There is no doubt that Arab-Chinese relations have been growing and developing for decade.
From an Arab governmental point of view, China is seen as an important supporter of Arab issues guaranteeing a sense of balance within the boundaries of international relations as well as an integral trade partner and supplier of economically viable goods and technology.
For China, Arab countries represented reciprocal international support for its causes as well as important markets for Chinese products and an even much more important source for fossil fuels. From a bilateral point of view, both the Arab countries and China shared common threats and pressures from the US and its allies. In the ever-evolving scene of international relations and consequent interests, both the Arab countries and China find it necessary to redesign and adjust their relative strategies to help manoeuvre and enable them to face challenges, confront threats, and most importantly, grasp opportunities.
China’s interest in the Middle East region has not been limited to Arab countries. It has developed relations with all the regional key players, such as Iran, Israel, and Turkey. China has long held that its main international relations driver has been commerce and trade specially focused with the Belt and Road Initiative (BRI); seemingly all its moves are justifiable under this pretext.
Within the context of the BRI and its overall global strategic positioning in competition with the US and all other players, China advanced its position with a move towards the Islamic Republic of Iran. Iran, a prominent force in the Middle East, has been playing a controversial role of exporting its brand of religious clergy revolutions towards its neighbours, supporting paramilitary groups outside state control in Lebanon, Iraq, Syria, Yemen, Gaza, and inciting religious tensions in Saudi Arabia, Bahrain, Kuwait and throughout the GCC region.

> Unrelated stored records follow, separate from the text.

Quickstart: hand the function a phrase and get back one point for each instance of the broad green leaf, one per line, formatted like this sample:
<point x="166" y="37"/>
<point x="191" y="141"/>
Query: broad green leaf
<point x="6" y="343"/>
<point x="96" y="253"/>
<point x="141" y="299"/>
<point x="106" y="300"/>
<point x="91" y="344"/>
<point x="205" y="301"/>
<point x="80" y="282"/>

Iran continues to develop ballistic missile and drone technology to threaten its neighbours and deter other players in the region, develop a large scale nuclear programme that can turn from peaceful to military in a short period of time, threaten maritime navigation in the Arabian Gulf, and most recently was accused of backing and supporting attacks on the biggest oil refineries and production facilities in the KSA.
Overall, Iran continues to play a destabilising role in the Middle East, and now China has stepped in to back up the Ayatollah regime with a $400 billion “strategic agreement” that extends for 25 years.
On 24 June 2020, China and Iran signed an undisclosed strategic agreement which is viewed by many if not all of the involved parties in the Middle East region as a critical move for its timing and expected outcomes. How will this strategic agreement affect the dynamics of events in the region and the quality of Arab-Chinese relations now and in the future? What does each party to the agreement expect to achieve?